The Valuable Minerals in EV Batteries

The minerals found in EV batteries, such as lithium, cobalt, and nickel, hold substantial economic value. BMW’s sustainability chief, Thomas Becker, estimated that these materials are worth between 1,000 to 2,000 euros ($1,123 to $2,246) per car. As the production of EVs surges, the demand for these minerals is likely to exceed supply in the coming years.
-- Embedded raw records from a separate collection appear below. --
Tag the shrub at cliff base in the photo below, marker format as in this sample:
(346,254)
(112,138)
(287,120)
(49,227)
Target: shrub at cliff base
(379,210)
Fortunately, these valuable minerals can be recycled indefinitely without losing their power, providing a promising solution to potential shortages. This revelation has driven companies like Canadian battery recycling firm Li-Cycle and Redwood Materials to accelerate their recycling efforts.

US Leads the Charge on Recycling Efforts

With the IRA’s “urban mined” designation for recycled battery materials, US companies have a powerful incentive to invest in recycling infrastructure. This has enabled the US to take the lead over the European Union, which has primarily focused on implementing mandates for recycled materials in future EV batteries.

The investment support from the US government, exemplified by Li-Cycle’s $375 million loan and Redwood Materials’ $2 billion loan, has facilitated the rapid construction of battery recycling plants in the US. Notably, Li-Cycle has already opened a recycling plant in Georgia and plans to establish another in Kentucky by late 2023.

Global Growth and Potential Impact

The growth of EV battery recycling is evident globally, with at least 80 companies engaged in recycling and over 50 startups attracting substantial investments from various corporate entities. Circular Energy Storage predicts that the volume of available EV batteries for recycling will increase more than tenfold by 2030, from 11.3 Gigawatt hours (GWh) in 2022 to 138 GWh in 2030, equivalent to approximately 1.5 million EVs.

The rapid expansion of the EV recycling industry has the potential to transform the automotive sector significantly. Industry officials project that by 2040, up to 40% of battery materials used in new EVs could come from recycled sources, contributing to a more sustainable and environmentally friendly EV ecosystem.

Challenges Ahead

While the growth of recycling efforts presents numerous benefits, challenges remain. Currently, there is limited recycling capacity in both the US and Europe, and finding old EVs for recycling poses an issue, especially when a significant number of fossil-fuel cars disappear overseas. Moreover, as the EU mandates minimum amounts of recycled materials in EV batteries within eight years, the pressure to improve recycling yields will intensify.


With the growth of closed-loop supply chains and the potential for significant economic gains, the recycling revolution promises a greener, more self-reliant future for the EV industry. However, addressing challenges in recycling capacity and maintaining control over old EVs will be crucial in ensuring long-term success. As the recycling industry evolves, it will be fascinating to witness how this transformative movement shapes the future of electric mobility worldwide.